In my area (Chicago Suburbs) a home's value is used as the numerator to the total area's value.  Therefore if your house's values goes down, but so does everyone else's, then your taxes stays the same.  here is the equation.


TotalTaxLevy * MyHouseValue / TotalRealEstateValue.


Unless your home moves down relative to the total of all property in your assessed area your taxes will not go down.  The killer is really the TotalTaxLevy portion,  It seems to climb 2 - 5% every year.  Paychecks are stagnant.
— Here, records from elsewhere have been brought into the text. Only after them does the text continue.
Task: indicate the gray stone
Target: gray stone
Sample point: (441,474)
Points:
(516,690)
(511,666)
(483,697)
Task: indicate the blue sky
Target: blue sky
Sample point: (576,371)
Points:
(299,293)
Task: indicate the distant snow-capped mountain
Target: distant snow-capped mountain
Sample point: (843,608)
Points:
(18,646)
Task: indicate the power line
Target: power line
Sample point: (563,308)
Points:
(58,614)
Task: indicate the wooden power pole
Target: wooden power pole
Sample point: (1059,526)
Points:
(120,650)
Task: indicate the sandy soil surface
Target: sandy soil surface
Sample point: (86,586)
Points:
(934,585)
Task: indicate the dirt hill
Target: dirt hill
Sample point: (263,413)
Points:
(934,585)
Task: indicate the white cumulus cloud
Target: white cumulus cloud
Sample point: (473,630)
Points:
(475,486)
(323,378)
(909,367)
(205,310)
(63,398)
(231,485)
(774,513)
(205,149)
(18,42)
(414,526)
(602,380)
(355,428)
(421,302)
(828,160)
My taxes on a 2300 sq.ft. home have moved from 5K to 8K in 12 years (60% increase).  My paycheck has only gone up 6%.  My property taxes are now about the same as my mortgage.

BobWatNorCal's picture

Assessors are tools of the gov't.

All gov'ts, big and small need beaucoup tax dollars.
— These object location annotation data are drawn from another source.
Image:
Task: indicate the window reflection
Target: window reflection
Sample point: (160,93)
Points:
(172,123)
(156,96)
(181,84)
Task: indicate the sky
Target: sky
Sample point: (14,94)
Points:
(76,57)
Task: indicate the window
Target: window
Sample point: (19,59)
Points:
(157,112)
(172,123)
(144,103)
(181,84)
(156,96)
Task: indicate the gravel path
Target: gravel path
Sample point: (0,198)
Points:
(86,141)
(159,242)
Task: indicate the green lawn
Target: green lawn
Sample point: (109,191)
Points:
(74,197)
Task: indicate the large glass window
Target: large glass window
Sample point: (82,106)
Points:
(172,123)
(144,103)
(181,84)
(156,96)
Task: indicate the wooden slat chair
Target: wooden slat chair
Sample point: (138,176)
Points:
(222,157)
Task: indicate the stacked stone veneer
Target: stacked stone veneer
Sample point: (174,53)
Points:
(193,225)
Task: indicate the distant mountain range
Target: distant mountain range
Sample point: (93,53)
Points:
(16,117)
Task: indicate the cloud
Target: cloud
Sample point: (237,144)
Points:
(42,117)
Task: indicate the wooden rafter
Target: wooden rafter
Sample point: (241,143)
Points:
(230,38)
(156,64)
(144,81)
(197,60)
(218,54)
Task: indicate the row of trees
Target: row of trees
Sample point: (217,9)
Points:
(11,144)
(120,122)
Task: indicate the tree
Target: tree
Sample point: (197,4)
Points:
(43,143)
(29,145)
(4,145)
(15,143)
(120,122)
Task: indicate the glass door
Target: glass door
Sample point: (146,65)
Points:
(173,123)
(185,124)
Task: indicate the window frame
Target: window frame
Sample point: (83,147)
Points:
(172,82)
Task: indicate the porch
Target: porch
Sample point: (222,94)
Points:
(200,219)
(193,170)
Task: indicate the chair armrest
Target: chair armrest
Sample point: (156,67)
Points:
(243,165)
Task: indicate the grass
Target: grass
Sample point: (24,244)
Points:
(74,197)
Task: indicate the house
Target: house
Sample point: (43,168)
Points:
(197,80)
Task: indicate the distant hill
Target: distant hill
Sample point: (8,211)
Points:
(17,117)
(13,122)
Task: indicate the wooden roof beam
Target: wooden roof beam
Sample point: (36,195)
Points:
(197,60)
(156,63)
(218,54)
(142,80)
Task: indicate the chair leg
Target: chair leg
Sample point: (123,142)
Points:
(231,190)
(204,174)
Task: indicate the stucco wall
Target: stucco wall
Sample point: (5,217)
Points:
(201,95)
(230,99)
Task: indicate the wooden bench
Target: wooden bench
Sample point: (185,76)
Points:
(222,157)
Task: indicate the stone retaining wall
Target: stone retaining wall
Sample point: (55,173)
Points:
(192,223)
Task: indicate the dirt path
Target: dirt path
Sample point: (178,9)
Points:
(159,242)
So housing evals won't be going down fast.

You can take that to the bank.

Dr. No's picture

"but your house is appraised at 1/2 the previous value - no change in fees paid." 

Lol!!! You are joking right?  I have had a 30% reduction in appraised value by the city but continue to pay a higher absolute property tax bill.

FEDbuster's picture

They lower the market value, but raise the tax rates.  If the market value should happen to go up in the future, you can rest assured the rate will not go down.  Real estate owners are sitting ducks when it comes to taxation.  Due to property taxes, we are all renters.

kitty's picture

I never said, or even implied, that our property taxes were based on our mortgage. We live in NYS where property taxes are outrageous. Our's have never gone down, only up, as well as our assessment, regardless of our home's condition, which deteriorated a great deal over the years. Now that we've improved our property, we expect our assessment to go up yet again. Right now the property taxes are manageable, but they will go up. That's a given. 

Gully Foyle's picture


NYS here also. Small town full of elderly so homes abandoned or vacant due to retirement or institutionalization. We never recovered from the eighties so no real job market.

I truly see no hope for my area. No one will bring manufacturing back. On the positive side we are a vacation area, lake and skiing. So some money comes in via those. Plus we are relatively service oriented, handicapped and elderly. That makes enough to hang on.

But if those houses don't sell or the land becomes vacant due to demolition there goes the tax base.

kitty's picture

Small town here, too, and a tourist stop. Our area doesn't have many vacant homes, at least not that I know of. However, our village can not meet its budget and is seriously thinking of getting rid of our police department or face a 18.9% spike in village property taxes. 

Gully Foyle's picture


That only works if you understand enough to call the assessor.

kitty's picture

We've called, we've pleaded, along with a lot of others, but to no avail. 

Ned Zeppelin's picture

Apparently you were so busy reading the writing on the wall about O that you failed to notice the Bush financial disaster. Remember Hank Paulson and the $700B TARP handouts to the banksters? Blame who you want but O is not the only person responsible for the mess we're in.  Go find a fellow teabagger to talk to.

kitty's picture

Au contraire, we noticed! Bush spent like a drunken sailor. We were livid about TARP. There is plenty of blame to go around in both parties. 

badameli's picture

Ah paying for your house is no different than paying for AAA beef instead of AA. You pay for the extras you want. Renting? Is that really better than buying - I'm not convinced from a price perspective, because you're always going to be paying for the current value of the home... but you have the option to move every year as prices drop the current landlord goes belly up and the home is foreclosed and resold to someone else who can afford to rent at a slightly lower value.


Personally - I don't want to have to move every year or two. I'd rather have a "cheaper" more modest home, that I've got paid off. It's like renting a cheap place but I don't need any income to maintain it. No - I'm not 70 either, but 32.


Also I'm not dependent on someone struggling to make ends meet to fix the refrigerator, air conditioning, roof, or furnace. If the landlord is in a tight spot you're in a tight spot come the next big broken thing.


And good luck getting your deposit back from a bankrupt landlord.